What evidences support effective sieving of IM in sepsis? Honore et al. replaced 35 l of ultrafiltratein 4 hours (using high-volume hemofiltration) in 20 patients with refractory septic shock using a polysulfone membrane (Fresenius, MWCO = 35 kDa) [12]. Predicted mortality for the group was 79%, and observed mortality was 55% (P < 0.05). Patients who responded (improved to specified end points) hemodynamically by the end of the 4 hours survived significantly more often (9/11) than those patients that did not respond (0/9 survived 24 hours).

Retrospective analysis of the study of Honore et al. [12] revealed that responders were smaller (66.2 ± 8.4 kg) than nonresponders (82.6 ± 13.4 kg) and therefore received a larger dose of filtration (0.53 ± 0.07 l/kg per 4 hours [± 150 ml/kg per hour of hemofiltration clearance indexed to body weight and time] and 0.43 ± 0.07 l/kg per 4 hours [± 110 ml/kg per hour of hemofiltration clearance indexed to body weight and time], respectively).
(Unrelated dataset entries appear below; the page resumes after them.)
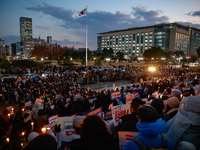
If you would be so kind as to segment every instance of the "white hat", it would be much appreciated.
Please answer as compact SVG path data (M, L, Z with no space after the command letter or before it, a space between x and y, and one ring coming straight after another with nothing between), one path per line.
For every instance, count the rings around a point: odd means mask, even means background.
M31 132L29 135L28 135L28 142L34 140L37 136L39 136L39 134L37 132Z
M80 128L83 124L83 120L85 119L85 116L76 116L73 120L73 125L77 128Z

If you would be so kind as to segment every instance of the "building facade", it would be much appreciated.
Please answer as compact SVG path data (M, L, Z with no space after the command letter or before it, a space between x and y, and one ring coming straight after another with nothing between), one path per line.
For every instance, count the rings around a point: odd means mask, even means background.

Retrospective analysis of the study of Honore et al. [12] suggests that a sufficiently high dose allows ~82% improvement in survival. The same protocol applied to all patients, thus adsorption should be similar in all patients; adsorption should be saturated by 30 to 50 minutes [9,10]. Thus the dominant mechanism of IM removal should be sieving. Survival was not assess in the study of Kellum and Dishart [1].

A large pore filter (polysulfone, MWCO = 100 kDa) has been used in a swine model of lethal sepsis [19]. In a paired study with a similar conventional filter (MWCO = 50 kDa), and using identical operating parameters (e.g. equal filtration fraction) the 100 kDa filter was associated with a survival time nearly twice that of the 50 kDa filter. A similar filter (polyamide, MWCO = 100 kDa) has been studied in vitro by Uchino et al. using recirculating human blood [20]. The blood was spiked with endotoxin to raise a cytokine response. Selected results are compared in Table 1 with conventional filters [20,21,22,23].
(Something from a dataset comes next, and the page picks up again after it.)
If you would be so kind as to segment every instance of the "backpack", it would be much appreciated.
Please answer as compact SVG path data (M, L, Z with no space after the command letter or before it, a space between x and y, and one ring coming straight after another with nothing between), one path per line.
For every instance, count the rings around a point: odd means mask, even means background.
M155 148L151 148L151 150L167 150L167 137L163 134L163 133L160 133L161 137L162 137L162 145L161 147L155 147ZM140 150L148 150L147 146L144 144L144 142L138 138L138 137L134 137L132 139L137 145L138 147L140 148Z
Table 1 Sieving coefficients of large pore membranes and conventional pore membranes

The 100 kDa membrane has two significant advantages. First, for IM sieved by conventional and the 100 kDa membrane, the 100 kDa exhibits higher SC. Second, the 100 kDa sieves cytokine not sieved by conventional membrane.
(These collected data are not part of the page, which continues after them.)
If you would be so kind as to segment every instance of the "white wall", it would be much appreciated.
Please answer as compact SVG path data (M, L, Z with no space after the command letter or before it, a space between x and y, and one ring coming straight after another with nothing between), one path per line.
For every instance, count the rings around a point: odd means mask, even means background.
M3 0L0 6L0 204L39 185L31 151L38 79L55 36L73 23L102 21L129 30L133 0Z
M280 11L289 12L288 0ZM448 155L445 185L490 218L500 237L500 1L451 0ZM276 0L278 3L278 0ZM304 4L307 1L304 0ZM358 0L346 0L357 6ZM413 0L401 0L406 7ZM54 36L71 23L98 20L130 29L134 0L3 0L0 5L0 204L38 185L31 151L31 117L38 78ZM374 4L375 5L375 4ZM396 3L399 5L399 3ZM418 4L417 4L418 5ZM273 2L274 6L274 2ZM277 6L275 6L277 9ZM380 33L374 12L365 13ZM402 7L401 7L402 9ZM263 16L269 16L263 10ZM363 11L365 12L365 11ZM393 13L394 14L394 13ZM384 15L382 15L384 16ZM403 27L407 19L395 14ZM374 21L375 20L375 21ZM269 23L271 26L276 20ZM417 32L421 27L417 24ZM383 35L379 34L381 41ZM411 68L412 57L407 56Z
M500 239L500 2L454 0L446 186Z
If sepsis is a manifestation of a nonlinear dynamic control system operating at an excessive and injurious level, then filtration at modest doses with a large pore filter may succeed; high-volume hemofiltration with a conventional MWCO should also be effective.

A successful blood filtration therapy for sepsis and septic shock will not be found by accident – it will be designed. It is important to recognize the limitations of conventional systems. Kellum and Dishart have shown that hemofiltration filter adsorption occurs and exhibits meaningful biologic effects.

The design of successful blood filtration therapy in sepsis will require recognition of the limitations of existing systems and methods. The Kellum and Dishart study aids this recognition. Recognition that IM are not operative as single agents, but are closely integrated in a self-regulated control network [13,14,15] is of key importance to design of therapeutic systems. A blood filtration system which filters a sufficiently wide of IM to be effective in sepsis, and has the operation flexibility to readily adapt to patients of different body size and severity of illness will require careful design. In matters of membrane separation and system control, our engineering colleagues have much to offer.

Partnering with industry and engineering should allow new devices and methods to be developed and tested. This should be done before we embark upon a large scale multicentre study [24]. By viewing the whole problem, we can work out the whole solution.